Dalam kesempatan lain, Nabi saw menggugah kesadaran para shahabat bahwa harta yang tersisa itu bukan harta yang dimiliki; harta yang dimiliki itu adalah harta yang didermakan:

عَنْ عَائِشَةَ أَنَّهُمْ ذَبَحُوا شَاةً فَقَالَ النَّبِيُّ ﷺ : مَا بَقِيَ مِنْهَا؟ قَالَتْ: مَا بَقِيَ مِنْهَا إِلَّا كَتِفُهَا قَالَ: بَقِيَ كُلُّهَا غَيْرَ كَتِفِهَا

Dari ‘Aisyah, bahwasanya mereka menyembelih kambing (dan menshadaqahkannya). Nabi saw bertanya: “Apa yang tersisa?” ‘Aisyah menjawab: “Tidak ada yang tersisa kecuali bahunya.” Beliau menimpali: “Semuanya tersisa kecuali bahunya.” (Sunan at-Tirmidzi abwab shifatil-qiyamah war-raqa`iq wal-wara’ no. 2470).

Dalam kesempatan lain Nabi saw menjelaskan bahwa apa yang dipakai dan dimakan semuanya akan habis dan tidak menjadi harta, hanya shadaqah saja yang akan menjadi harta seseorang.

يَقُولُ الْعَبْدُ مَالِى مَالِى إِنَّمَا لَهُ مِنْ مَالِهِ ثَلاَثٌ مَا أَكَلَ فَأَفْنَى أَوْ لَبِسَ فَأَبْلَى أَوْ أَعْطَى فَاقْتَنَى وَمَا سِوَى ذَلِكَ فَهُوَ ذَاهِبٌ وَتَارِكُهُ لِلنَّاسِ

Seorang hamba berkata: “Ini adalah hartaku, hartaku.” Padahal harta yang ia miliki itu hanya tiga saja: Apa yang dimakan lalu habis, apa yang dipakai lalu rusak, atau apa yang didermakan lalu menjadi bekal yang cukup. Selebihnya dari itu akan habis dan ditinggalkan untuk orang lain (Shahih Muslim kitab az-zuhd war-raqa`iq no. 7611 [hadits Abu Hurairah]. Dalam hadits ‘Abdullah ibnus-Syikhkhir yang diriwayatkan oleh Imam Muslim dalam bab yang sama no. 7609 disebutkan bahwa Nabi saw bersabda di atas ketika menjelaskan surat at-Takatsur).
Maka dari itu Nabi saw menegaskan:

لَيْسَ الْغِنَى عَنْ كَثْرَةِ الْعَرَضِ وَلَكِنَّ الْغِنَى غِنَى النَّفْسِ

Bukanlah kaya itu yang banyak harta, tetapi kaya itu adalah yang kaya hatinya (Shahih al-Bukhari kitab ar-riqaq bab al-ghina ghinan-nafs no. 6446; Shahih Muslim bab laisal-ghina ‘an katsratil-‘aradl no. 2467).

Jadi kalau masih ada nafsu dalam diri untuk menambah-nambah harta karena ingin menjadi orang kaya, maka itu salah besar.
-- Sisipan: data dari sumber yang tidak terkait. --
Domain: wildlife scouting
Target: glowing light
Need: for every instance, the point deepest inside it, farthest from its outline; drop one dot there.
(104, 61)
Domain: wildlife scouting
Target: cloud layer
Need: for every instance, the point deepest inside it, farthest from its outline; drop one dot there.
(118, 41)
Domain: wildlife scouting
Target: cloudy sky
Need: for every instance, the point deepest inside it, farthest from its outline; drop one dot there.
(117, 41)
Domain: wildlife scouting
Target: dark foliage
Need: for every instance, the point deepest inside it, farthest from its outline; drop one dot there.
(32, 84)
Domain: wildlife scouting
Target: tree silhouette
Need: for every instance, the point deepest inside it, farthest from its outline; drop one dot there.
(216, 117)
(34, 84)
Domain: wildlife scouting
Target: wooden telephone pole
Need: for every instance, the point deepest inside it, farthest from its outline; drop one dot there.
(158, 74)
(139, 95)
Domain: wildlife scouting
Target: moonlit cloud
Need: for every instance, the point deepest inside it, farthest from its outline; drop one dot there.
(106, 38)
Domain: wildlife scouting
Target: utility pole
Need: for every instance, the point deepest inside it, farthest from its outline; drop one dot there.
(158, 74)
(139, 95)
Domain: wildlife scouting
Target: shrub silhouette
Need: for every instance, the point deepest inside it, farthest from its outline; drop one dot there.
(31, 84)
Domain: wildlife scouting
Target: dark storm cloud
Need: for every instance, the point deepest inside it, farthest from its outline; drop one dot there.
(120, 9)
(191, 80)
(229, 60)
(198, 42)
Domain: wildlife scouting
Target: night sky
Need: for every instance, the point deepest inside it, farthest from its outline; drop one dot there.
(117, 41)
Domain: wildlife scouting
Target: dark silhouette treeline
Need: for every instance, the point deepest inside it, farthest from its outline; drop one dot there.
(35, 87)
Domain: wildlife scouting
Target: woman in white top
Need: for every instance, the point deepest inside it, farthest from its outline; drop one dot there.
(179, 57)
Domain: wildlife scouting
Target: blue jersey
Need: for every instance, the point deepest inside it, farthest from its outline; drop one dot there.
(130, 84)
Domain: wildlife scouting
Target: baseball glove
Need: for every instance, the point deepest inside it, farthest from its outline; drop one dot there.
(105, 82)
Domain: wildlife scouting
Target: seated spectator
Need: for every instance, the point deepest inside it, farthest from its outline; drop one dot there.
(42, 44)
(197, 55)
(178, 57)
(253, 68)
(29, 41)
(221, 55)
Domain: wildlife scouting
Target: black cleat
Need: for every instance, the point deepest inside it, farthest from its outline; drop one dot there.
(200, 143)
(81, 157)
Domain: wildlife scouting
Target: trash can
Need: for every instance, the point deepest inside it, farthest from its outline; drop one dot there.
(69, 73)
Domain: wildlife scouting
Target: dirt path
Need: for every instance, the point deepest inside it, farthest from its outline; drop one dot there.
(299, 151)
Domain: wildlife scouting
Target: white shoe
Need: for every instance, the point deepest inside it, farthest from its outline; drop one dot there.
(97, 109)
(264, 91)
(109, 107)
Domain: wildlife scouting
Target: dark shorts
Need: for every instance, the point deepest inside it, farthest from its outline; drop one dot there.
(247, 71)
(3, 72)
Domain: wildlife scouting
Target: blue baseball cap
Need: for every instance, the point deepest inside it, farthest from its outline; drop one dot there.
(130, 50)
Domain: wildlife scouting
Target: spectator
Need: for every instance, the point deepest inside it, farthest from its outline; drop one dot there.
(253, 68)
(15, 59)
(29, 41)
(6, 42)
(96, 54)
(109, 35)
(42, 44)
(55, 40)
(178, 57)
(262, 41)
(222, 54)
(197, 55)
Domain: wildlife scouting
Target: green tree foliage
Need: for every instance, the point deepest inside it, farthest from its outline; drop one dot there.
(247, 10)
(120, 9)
Semestinya nafsu untuk menjadi orang kaya itu disalurkan pada kegemaran untuk berinfaq dan shadaqah. Semakin besar shadaqahnya maka semakin kaya status sosialnya di mata Allah swt. Jika shadaqah malas atau minim, maka berarti ia orang miskin, karena hatinya miskin untuk berderma di jalan Allah swt.
Dalam kesempatan lain, Nabi saw juga menganjurkan agar setiap orang bernafsu untuk menjadi seperti orang-orang kaya. Bukan orang kaya yang banyak harta, melainkan orang kaya yang banyak berderma.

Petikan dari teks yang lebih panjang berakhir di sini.